WHEN Baroness Shriti Vadera was rising through the ranks of that bastion of white maleness that was the City of London in the 1980s and 1990s, the idea that a woman (let alone an Asian woman) could become Governor of the Bank of England would have seemed highly far-fetched.
The fact she could be seriously considered as a possible successor to Mark Carney when he steps down (in January 2020) suggests that either her undoubted talents are of the ‘ceiling-shattering’ variety or that diversity has come a very long way in the intervening years. Perhaps it is a bit of both.
The first woman to head a major British bank – she has been chair of Santander UK since April 2015 – she was previously one of an inner sanctum of advisers around Gordon Brown credited with saving the UK economy from disaster during the financial crisis.

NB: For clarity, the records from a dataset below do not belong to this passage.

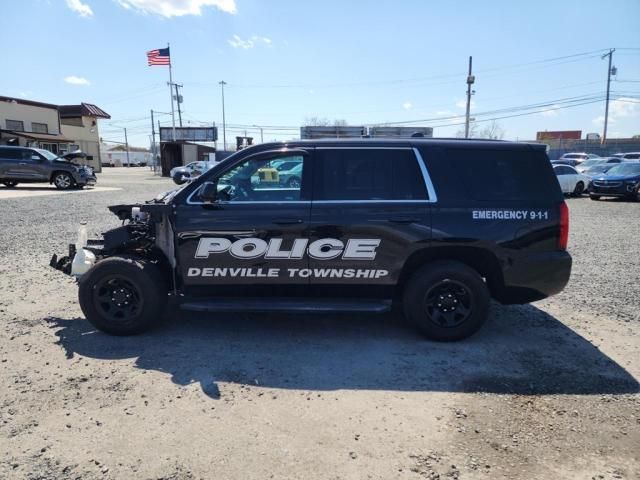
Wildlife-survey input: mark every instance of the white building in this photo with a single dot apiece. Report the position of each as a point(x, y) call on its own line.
point(59, 129)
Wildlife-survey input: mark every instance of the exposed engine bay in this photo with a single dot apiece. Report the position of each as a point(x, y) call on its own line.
point(145, 231)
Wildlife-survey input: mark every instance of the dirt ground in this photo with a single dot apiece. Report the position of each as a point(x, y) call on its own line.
point(544, 391)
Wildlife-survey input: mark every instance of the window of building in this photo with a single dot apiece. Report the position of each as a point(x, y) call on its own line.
point(15, 125)
point(52, 147)
point(39, 127)
point(369, 174)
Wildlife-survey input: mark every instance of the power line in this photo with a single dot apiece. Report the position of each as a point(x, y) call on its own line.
point(554, 61)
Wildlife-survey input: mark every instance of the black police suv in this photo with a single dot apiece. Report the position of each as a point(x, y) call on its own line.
point(438, 227)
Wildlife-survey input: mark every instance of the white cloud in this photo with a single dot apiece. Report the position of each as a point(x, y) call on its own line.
point(177, 8)
point(549, 111)
point(80, 8)
point(255, 40)
point(624, 107)
point(73, 80)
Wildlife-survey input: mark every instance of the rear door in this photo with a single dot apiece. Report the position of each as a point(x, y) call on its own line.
point(10, 159)
point(370, 211)
point(252, 237)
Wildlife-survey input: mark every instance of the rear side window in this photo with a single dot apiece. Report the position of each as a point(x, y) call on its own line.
point(368, 174)
point(11, 153)
point(501, 175)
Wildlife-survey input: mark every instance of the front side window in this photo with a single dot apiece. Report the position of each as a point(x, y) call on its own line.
point(368, 174)
point(257, 180)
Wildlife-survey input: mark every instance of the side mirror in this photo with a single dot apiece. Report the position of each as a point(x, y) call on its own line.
point(209, 192)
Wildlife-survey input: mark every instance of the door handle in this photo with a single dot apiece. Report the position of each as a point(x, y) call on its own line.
point(287, 221)
point(403, 220)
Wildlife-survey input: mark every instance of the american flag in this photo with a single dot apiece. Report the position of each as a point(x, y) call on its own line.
point(159, 57)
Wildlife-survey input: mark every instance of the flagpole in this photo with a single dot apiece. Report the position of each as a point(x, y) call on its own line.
point(173, 114)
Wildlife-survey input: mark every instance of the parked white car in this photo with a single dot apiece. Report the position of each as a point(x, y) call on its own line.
point(578, 156)
point(628, 156)
point(571, 181)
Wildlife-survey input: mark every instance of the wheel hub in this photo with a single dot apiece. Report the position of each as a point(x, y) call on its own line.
point(447, 302)
point(120, 297)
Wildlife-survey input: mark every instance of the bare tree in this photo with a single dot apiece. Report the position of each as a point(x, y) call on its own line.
point(493, 131)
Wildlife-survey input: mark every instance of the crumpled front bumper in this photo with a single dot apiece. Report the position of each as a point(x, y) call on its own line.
point(63, 263)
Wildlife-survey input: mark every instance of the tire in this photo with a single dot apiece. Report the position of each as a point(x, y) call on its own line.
point(579, 189)
point(123, 295)
point(62, 180)
point(293, 182)
point(446, 301)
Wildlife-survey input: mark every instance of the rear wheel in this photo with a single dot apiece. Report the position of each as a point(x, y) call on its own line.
point(123, 295)
point(293, 182)
point(446, 300)
point(63, 180)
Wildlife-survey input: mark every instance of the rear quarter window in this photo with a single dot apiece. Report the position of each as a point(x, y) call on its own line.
point(494, 176)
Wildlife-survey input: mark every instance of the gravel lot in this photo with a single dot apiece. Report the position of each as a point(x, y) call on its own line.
point(548, 390)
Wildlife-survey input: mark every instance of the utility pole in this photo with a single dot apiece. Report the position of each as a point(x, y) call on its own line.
point(606, 107)
point(126, 143)
point(178, 101)
point(470, 80)
point(224, 124)
point(261, 133)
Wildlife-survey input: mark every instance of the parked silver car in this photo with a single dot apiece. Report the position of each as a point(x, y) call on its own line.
point(34, 165)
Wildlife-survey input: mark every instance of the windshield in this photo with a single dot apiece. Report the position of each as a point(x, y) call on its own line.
point(626, 169)
point(590, 162)
point(46, 154)
point(598, 169)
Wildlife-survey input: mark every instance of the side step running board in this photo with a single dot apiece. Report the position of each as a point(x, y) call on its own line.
point(287, 305)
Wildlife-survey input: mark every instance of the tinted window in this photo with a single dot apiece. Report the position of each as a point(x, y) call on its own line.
point(564, 170)
point(254, 180)
point(368, 174)
point(11, 153)
point(494, 175)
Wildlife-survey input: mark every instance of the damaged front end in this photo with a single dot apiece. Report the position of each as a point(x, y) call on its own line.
point(145, 232)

The daughter of wealthy tea planters in Uganda, her family fled to Mumbai in 1972 at the time of the expulsion when she was 10. She would later recall being shocked by the poverty she witnessed in India, in particular the sight of children who had been deliberately maimed “so they could beg”.
Another formative experience to cut through her privileged background was when she found her nanny in tears because her profligate husband was spending all of the money reserved for her children’s schooling.
The young Vadera arranged for her grandmother to pay the school directly (most schools in India of any repute charge fees) and says the episode left a lasting lesson about the importance of economics and learning, both of which became key aspects of her life.
“It made me realise education means freedom and that you can’t really change the world without education.”